A similar double-standard is evident in how the court treats its obligation to view "the record as a whole." Johnson raised a variety of different arguments for why discrimination might be inferrable from the evidence:
For the reasons we have already discussed, the separate aspects of the record Johnson focuses on in his specific arguments do not raise genuine questions of material fact regarding whether Securitas’s asserted reasons for terminating him were pretext or whether age was the “but-for” reason for his termination. Johnson’s argument regarding the record as a whole is merely an amalgamation of the arguments we have already found unavailing.As the dissent observes, the majority's analysis here "compartmentalizes" these arguments, finds them individually unpersuasive, and then "summarily dismisses Johnson's contention that the record as a whole contains questions of material fact." Again, this seems completely inconsistent with how summary judgment should be applied in civil cases. It is obvious that pieces of evidence, individually insufficient to create a genuine issue of material fact, can do so in tandem (or in "amalgamation") with one another. It is precisely this mistake that caused the court, in Hathaway v. Runyon, 132 F.3d 1214, 1222 (8th Cir.1997), to caution that alleged instances of discrimination (there in the harassment context) should not be "carv[ed] into a series of discrete incidents."

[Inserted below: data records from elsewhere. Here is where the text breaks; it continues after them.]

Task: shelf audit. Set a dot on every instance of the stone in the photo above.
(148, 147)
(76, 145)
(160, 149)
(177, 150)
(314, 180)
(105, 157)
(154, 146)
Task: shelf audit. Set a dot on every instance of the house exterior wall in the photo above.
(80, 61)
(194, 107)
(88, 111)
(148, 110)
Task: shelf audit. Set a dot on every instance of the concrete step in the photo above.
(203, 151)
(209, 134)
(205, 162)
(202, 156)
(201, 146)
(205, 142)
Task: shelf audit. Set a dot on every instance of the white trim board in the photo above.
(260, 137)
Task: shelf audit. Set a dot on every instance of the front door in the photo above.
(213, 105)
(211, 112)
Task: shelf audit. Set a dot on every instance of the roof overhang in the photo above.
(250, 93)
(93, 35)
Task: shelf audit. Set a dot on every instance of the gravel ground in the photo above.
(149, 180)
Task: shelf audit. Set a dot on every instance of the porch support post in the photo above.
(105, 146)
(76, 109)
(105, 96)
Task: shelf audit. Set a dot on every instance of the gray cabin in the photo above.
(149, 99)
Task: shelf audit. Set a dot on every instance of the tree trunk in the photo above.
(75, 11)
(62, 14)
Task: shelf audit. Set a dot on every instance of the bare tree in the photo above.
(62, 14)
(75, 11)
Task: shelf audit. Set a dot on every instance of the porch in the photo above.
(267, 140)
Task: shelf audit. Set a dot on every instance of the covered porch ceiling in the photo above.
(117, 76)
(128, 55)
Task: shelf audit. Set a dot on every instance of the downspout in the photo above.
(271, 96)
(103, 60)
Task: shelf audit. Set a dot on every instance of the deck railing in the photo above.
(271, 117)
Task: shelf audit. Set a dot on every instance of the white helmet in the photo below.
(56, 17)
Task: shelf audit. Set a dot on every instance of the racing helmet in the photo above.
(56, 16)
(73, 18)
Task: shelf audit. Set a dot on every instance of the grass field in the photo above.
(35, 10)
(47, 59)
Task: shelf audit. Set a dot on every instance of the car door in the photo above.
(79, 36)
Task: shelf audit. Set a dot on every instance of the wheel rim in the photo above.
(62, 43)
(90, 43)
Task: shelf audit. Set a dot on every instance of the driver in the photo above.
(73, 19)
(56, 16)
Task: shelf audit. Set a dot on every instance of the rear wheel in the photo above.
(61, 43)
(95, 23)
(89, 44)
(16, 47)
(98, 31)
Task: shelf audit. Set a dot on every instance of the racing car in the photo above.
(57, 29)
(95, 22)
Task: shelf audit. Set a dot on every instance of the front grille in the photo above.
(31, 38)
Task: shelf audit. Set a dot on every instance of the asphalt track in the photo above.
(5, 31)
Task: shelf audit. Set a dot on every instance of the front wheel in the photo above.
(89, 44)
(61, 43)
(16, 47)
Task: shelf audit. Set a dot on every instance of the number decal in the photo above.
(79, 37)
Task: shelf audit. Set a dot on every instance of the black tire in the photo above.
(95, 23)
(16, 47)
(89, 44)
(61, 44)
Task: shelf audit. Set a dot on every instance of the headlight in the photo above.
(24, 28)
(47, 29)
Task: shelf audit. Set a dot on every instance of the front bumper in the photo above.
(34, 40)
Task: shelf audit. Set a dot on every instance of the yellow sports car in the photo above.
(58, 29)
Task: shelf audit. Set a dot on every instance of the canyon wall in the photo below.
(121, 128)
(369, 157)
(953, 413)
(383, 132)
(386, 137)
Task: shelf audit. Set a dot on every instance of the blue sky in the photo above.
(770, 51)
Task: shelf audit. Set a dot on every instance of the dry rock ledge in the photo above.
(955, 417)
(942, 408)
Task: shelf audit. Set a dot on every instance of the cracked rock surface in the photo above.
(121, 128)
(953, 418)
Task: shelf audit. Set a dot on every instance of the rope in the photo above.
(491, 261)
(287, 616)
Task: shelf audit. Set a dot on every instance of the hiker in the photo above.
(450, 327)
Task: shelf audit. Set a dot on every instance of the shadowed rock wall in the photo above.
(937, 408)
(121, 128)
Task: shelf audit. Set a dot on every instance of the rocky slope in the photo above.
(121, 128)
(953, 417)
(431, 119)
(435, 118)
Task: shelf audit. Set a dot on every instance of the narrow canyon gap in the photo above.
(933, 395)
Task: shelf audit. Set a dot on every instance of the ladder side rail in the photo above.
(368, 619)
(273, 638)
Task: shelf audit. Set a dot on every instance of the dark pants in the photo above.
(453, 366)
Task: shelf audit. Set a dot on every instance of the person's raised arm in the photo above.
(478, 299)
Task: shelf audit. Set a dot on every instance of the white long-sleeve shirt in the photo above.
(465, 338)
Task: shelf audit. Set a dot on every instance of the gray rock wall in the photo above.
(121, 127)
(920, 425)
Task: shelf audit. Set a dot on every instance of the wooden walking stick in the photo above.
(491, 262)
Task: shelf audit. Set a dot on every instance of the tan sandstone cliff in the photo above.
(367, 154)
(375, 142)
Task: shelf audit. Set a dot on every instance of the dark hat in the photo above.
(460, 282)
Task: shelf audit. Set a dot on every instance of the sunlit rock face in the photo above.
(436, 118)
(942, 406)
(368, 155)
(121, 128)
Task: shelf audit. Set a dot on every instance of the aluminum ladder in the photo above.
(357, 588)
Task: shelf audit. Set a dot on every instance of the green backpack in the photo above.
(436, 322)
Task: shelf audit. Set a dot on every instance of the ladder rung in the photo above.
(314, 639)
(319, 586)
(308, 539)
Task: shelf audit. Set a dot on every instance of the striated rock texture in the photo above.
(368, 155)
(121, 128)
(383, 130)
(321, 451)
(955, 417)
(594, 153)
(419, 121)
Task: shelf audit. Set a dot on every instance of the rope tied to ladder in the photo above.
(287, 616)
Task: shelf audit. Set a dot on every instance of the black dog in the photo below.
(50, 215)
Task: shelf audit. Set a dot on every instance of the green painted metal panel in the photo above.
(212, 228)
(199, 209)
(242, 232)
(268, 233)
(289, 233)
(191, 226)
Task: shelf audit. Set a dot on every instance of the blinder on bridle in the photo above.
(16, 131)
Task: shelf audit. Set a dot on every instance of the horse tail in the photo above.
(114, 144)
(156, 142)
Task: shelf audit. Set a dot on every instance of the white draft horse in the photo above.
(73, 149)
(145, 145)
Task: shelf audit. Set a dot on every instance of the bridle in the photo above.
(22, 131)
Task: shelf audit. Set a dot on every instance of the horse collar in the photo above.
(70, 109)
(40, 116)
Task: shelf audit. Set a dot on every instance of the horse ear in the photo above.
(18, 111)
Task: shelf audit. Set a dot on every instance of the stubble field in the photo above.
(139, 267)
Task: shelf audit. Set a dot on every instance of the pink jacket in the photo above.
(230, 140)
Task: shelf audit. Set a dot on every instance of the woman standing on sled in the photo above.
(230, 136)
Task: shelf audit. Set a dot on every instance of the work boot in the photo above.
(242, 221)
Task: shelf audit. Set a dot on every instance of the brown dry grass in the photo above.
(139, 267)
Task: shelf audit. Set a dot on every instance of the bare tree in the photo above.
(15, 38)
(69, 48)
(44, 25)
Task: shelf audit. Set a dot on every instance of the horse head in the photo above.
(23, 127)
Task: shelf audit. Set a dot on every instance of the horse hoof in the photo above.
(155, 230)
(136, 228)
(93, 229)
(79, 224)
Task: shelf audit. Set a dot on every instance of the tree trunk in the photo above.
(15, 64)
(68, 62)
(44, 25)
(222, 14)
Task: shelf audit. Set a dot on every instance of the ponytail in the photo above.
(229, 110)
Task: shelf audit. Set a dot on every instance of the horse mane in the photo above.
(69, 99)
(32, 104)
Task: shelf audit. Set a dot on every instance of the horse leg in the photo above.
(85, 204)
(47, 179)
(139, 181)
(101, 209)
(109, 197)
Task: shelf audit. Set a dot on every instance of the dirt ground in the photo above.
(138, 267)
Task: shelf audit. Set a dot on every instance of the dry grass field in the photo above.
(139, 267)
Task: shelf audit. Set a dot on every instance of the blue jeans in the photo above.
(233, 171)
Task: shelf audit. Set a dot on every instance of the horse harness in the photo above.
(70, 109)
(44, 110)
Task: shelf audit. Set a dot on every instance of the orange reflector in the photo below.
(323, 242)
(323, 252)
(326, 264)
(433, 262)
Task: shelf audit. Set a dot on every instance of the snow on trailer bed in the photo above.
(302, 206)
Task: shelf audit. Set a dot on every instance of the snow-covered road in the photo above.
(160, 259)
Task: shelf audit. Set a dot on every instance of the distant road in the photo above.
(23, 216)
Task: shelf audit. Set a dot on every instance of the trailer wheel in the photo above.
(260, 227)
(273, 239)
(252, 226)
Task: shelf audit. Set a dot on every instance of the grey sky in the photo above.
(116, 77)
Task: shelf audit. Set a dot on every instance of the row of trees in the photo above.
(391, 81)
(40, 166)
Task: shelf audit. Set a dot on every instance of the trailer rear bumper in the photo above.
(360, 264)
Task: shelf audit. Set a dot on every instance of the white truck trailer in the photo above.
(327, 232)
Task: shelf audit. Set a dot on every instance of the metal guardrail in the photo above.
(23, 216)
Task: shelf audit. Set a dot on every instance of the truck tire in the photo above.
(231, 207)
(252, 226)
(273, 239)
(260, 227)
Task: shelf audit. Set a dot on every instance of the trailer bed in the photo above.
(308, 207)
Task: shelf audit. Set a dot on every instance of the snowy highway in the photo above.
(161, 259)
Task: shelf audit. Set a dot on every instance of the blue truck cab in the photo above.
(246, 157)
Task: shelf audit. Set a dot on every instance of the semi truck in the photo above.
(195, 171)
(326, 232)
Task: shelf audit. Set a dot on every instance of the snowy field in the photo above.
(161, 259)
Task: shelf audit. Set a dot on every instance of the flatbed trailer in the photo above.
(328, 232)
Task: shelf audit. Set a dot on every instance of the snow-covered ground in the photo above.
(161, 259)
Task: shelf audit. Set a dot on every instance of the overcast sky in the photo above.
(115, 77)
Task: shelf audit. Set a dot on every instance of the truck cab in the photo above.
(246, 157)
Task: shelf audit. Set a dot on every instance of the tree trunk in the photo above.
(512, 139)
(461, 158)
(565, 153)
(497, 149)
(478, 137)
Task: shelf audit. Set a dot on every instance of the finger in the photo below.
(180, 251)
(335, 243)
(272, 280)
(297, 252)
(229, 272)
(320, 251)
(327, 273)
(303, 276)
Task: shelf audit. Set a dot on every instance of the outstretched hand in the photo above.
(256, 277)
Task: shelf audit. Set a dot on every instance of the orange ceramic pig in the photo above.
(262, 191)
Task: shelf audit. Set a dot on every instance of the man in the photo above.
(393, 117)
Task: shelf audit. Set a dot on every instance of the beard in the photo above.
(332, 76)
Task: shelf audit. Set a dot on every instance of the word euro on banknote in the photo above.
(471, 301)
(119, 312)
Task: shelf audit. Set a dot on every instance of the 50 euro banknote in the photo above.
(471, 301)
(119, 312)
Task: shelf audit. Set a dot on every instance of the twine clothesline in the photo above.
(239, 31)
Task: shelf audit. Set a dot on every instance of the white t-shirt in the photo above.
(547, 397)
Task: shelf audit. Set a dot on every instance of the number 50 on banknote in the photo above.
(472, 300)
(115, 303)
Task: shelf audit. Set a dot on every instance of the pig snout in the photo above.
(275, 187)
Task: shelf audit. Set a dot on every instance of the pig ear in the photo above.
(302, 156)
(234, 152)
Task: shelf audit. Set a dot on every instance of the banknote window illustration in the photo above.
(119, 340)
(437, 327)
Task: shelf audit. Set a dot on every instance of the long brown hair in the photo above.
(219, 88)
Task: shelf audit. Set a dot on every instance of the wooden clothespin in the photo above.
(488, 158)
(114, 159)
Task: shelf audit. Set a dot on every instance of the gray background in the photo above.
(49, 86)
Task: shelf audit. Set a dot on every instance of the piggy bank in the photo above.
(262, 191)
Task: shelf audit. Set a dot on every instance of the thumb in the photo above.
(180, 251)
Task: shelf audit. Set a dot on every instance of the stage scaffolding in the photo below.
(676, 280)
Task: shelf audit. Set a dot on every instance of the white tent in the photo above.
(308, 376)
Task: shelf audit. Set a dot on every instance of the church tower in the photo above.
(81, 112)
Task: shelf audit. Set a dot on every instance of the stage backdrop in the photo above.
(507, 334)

Indeed, if we examine other cases predicated on circumstantial evidence (which is what an indirect discrimination case really is), this becomes even more obvious. In a suit for wrongful death, simply noting that the defendant had exchanged harsh words with the victim a week before she was stabbed is hardly enough to create a genuine dispute of material fact whether he caused her death. Evidence that the defendant was skilled with knives similarly would be insufficient on its own, as would evidence that he was in the neighborhood at the time of death. But amalgamated together, these individually-insufficient evidentiary arguments very well could send a case to a jury. In no other context would a court reject that sort of argument simply by referencing the individual insufficiency of its constituent parts.
It is possible that the real moral of this story is that, as a Seventh Circuit panel recently suggested, it is time to abandon to the McDonnell Douglas test altogether. If a plaintiff adduces evidence which could give rise to an inference of discrimination, and the defendant offers an alternative explanation that provides a legitimate defense for its action ... we have a dispute of fact. There's no reason to have a special set of hoops for plaintiffs to jump through before a jury gets to do its job. But whether such a drastic reform is necessary or not, even within the confines of McDonnell Douglas it is hard to assert with a straight face that courts are applying the same summary judgment standard as they do for other forms of civil litigation. There is once more an "employment discrimination" exception to summary judgment doctrine. The only thing different is the beneficiary.